I’m sharing VPP, a minimal protocol for recursive chat environments, more akin to traditional ML lifecycles. Its a formalization on a prompting system I’ve been using personally, utilizing second-order cybernetic principles to treat a chat as a recursive environment: general prompting <g>, rough context questioning <q>, output <o>, second-order clarification <c>, with the goal of a desired final output <o_f>. Works in ChatGPT and via API. Looking for testing stories, failure cases, and critiques of the spec.

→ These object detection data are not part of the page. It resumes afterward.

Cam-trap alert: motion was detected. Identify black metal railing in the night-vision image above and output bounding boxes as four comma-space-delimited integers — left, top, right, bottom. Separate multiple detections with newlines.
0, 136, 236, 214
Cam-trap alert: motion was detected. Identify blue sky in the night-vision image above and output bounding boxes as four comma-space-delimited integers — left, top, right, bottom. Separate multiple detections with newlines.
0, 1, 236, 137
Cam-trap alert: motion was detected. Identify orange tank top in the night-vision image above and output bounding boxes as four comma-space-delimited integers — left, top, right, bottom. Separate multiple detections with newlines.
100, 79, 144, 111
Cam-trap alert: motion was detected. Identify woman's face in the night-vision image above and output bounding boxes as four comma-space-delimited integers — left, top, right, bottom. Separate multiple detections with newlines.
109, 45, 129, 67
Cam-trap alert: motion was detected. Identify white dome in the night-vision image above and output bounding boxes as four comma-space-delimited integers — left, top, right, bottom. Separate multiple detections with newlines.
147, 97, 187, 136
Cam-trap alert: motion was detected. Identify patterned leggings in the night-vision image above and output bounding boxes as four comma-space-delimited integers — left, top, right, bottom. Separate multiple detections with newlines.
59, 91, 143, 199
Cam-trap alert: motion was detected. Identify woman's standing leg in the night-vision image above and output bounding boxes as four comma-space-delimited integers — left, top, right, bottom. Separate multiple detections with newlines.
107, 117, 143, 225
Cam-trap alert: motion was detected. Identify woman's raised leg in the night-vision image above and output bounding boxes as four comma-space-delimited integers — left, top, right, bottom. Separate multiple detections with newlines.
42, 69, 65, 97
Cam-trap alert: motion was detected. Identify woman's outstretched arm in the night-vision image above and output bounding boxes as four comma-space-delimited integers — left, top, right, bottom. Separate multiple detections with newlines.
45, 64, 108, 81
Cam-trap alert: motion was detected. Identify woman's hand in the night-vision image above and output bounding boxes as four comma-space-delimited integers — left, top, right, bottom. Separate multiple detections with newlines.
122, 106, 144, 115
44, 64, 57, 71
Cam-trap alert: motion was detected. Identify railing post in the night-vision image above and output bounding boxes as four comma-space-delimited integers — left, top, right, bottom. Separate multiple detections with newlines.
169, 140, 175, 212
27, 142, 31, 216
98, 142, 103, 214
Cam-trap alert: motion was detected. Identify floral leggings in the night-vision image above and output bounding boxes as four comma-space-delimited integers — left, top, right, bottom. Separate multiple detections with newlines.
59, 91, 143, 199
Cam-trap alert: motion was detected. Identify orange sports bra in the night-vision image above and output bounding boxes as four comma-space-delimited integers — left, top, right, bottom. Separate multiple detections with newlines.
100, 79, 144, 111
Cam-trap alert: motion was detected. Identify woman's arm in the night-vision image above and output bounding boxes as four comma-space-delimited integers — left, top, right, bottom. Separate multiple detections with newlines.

Header Snippet (copy-ready)
Viable-Prompt Protocol: User sends !<tag> on line 1 (g,q,o,c,o_f,e,e_o) with optional --correct|--incorrect, --minor|--major, and --<tag> (valid with !<o> --correct and !<e>).
I mirror the tag, prepended to my output: <tag>. !<x>→<x>, except !<e> --<tag>→<tag> and !<e_o>→<o>. Non-negotiable: ALWAYS prepend the tag line to EVERY reply.
Only the first line is parsed; later bangs are ignored as content.
<g> is concept-only (snippets ok; no full files).
<o> is a realized draft with Assumptions, Citations, Tests when relevant.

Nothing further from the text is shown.